Connecticut and others file promised lawsuit against Republican tax law
Connecticut joined three other northeastern states in a lawsuit Tuesday contesting new limits on federal tax deductions — aimed primarily at a dozen states that voted against President Trump in 2016.
Connecticut joined Maryland, New Jersey and New York in contesting new limits on the state and municipal tax payments that filers can deduct on their federal income tax returns. Gov. Dannel P. Malloy, who announced in late January that a multi-state court challenge was in development, has called the tax changes crafted by the Republican congressional majority a political assault on blue states.
The lawsuit, which was filed Tuesday morning in U.S. District Court in New York, argues the new limits effectively undermine states’ rights under the U.S. Constitution to set their own tax policies.
In other words, it disproportionately punishes Connecticut and other states that rely heavily on state income and municipal property taxes to pay for government programs and services.
In some communities in Fairfield County and in Long Island, for example, many residents pay far more than $10,000 annually in real estate tax alone.
With high property and income tax burdens, a significant number of Connecticut taxpayers rely on deductions that far exceed $10,000. According to IRS data, more than 700,000 taxpayers in Connecticut claim about $13.6 billion in state and property deductions on their federal 2014 federal returns. State tax officials say the aggregate claim here now is closer to $16 billion.
“Perhaps most concerning, this law discriminates against Connecticut taxpayers, who stand to lose over 10 billion dollars in state and local tax deductions,” Malloy said in a press release. “Hundreds of thousands of residents could see a tax increase even as their property values decrease.”
The federal tax code revisions were codified in 2017 as part of a nationwide tax reform. The revisions curtailed the state and local tax (SALT) deductions and drew immediate criticism from wealthy, blue states like Connecticut, New York, and New Jersey. The states announced their intention to sue in January, arguing that the deductions unfairly affected 12 states with high property and income taxes. According to New York Gov. Andrew Cuomo, all 12 of those states voted for Hillary Clinton in the 2016 Presidential Election.
In the months following the tax code revisions, the Connecticut General Assembly and the Malloy administration responded to the federal laws by instituting a series of state tax changes in hopes of cushioning the blow.

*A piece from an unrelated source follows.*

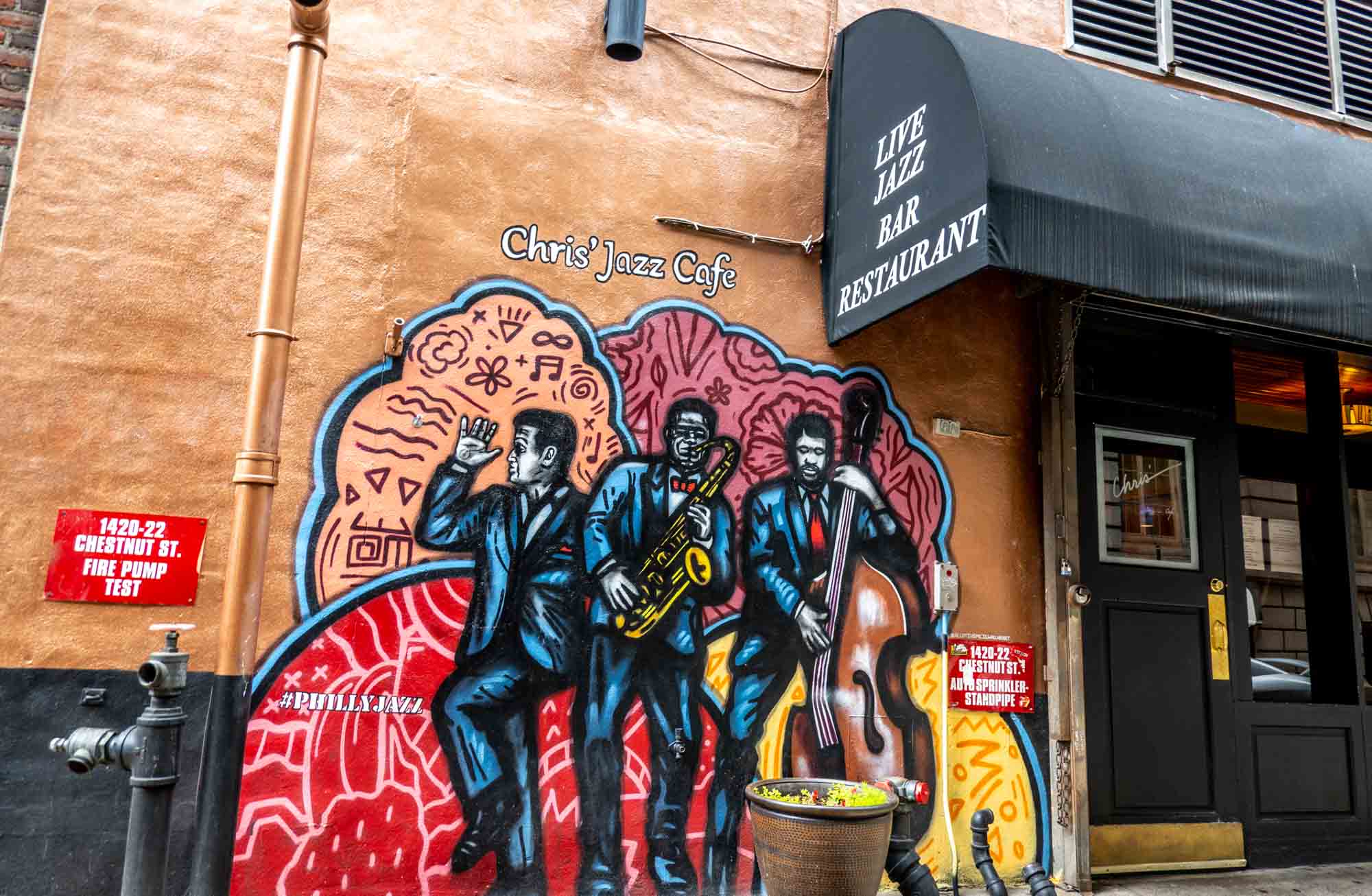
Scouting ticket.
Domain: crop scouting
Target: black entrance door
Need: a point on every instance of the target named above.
(1155, 452)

One provision established a new Pass-Through Entity Tax which would allow small businesses to report their business’s income and their personal earnings collectively through their personal income tax returns. This would allow them to pay the same tax rate, but report their business’s earnings through a separate state tax — thereby reducing the personal income they would report on their federal return.

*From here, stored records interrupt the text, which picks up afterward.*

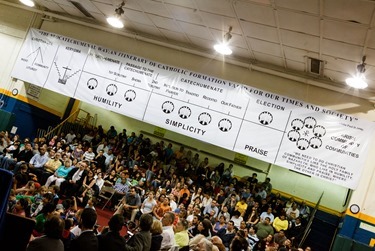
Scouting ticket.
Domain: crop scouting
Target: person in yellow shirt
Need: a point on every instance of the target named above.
(280, 223)
(241, 206)
(181, 235)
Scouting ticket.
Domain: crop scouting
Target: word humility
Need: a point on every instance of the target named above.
(185, 127)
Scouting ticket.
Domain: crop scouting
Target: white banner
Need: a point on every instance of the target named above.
(293, 134)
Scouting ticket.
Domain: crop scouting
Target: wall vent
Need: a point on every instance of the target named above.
(82, 9)
(315, 66)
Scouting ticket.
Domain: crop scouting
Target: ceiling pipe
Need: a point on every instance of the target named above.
(330, 85)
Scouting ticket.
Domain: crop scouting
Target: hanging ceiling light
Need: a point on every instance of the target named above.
(359, 80)
(115, 20)
(223, 47)
(29, 3)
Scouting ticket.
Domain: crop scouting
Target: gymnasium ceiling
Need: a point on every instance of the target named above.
(275, 36)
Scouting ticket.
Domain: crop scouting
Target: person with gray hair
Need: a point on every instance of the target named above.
(168, 233)
(141, 241)
(112, 240)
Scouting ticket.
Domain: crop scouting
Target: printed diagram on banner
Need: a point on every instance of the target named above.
(280, 130)
(306, 133)
(37, 54)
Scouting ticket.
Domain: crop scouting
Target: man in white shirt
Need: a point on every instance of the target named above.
(89, 154)
(168, 233)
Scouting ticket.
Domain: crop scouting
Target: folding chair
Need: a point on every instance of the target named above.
(106, 194)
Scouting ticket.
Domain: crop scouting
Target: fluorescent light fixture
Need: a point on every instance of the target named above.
(115, 20)
(223, 47)
(358, 81)
(29, 3)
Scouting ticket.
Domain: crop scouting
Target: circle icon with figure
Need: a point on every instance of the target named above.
(167, 107)
(225, 125)
(306, 133)
(184, 112)
(130, 95)
(92, 83)
(265, 118)
(111, 89)
(204, 118)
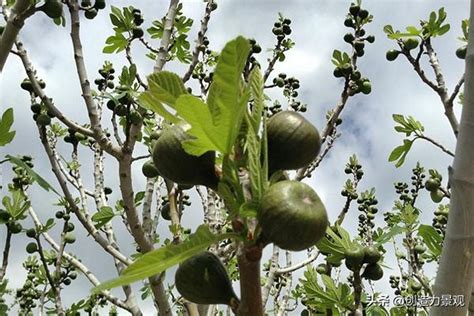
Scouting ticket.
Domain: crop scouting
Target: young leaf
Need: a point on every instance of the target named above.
(400, 152)
(103, 216)
(159, 260)
(252, 148)
(6, 136)
(226, 103)
(256, 89)
(432, 239)
(164, 88)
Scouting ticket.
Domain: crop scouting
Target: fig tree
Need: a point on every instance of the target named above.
(43, 120)
(4, 216)
(165, 212)
(174, 163)
(52, 8)
(292, 215)
(373, 272)
(69, 238)
(392, 54)
(99, 4)
(371, 254)
(354, 257)
(32, 247)
(293, 142)
(31, 233)
(90, 13)
(461, 52)
(15, 227)
(410, 43)
(432, 184)
(437, 196)
(203, 279)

A second provision allows municipalities to provide a property tax credit to taxpayers who make voluntary donations to a “community-supporting organization” approved by the municipality. While the federal deduction for state and local taxes could not exceed $10,000, the rationale is that some or all of that payment also could be deducted from federal taxes by making the charitable donation.
The changes received support from Democrats and Republicans in the General Assembly, but drew a quick response from the Internal Revenue Service and the Treasury Department, which announced that they intend to issue regulations to stop Connecticut from getting around the new federal limitations.
In addition to jeopardizing the sovereign authority of states and unfairly burdening taxpayers in wealthier states, the lawsuit filed Tuesday argues that the federal tax obligations could harm the real estate market in those areas and have serious economic consequences.
“Despite massive economic promises from Republicans, real wages have actually decreased since the passage of the tax cut. At the same time the deficit has exploded by $1.5 trillion, providing a convenient excuse for GOP lawmakers to pursue their longtime goal of gutting Medicare, Medicaid and Social Security,” Malloy said. “I am proud to stand with my colleagues across the country in fighting against the discriminatory impacts of this shortsighted and damaging Republican law on our states.”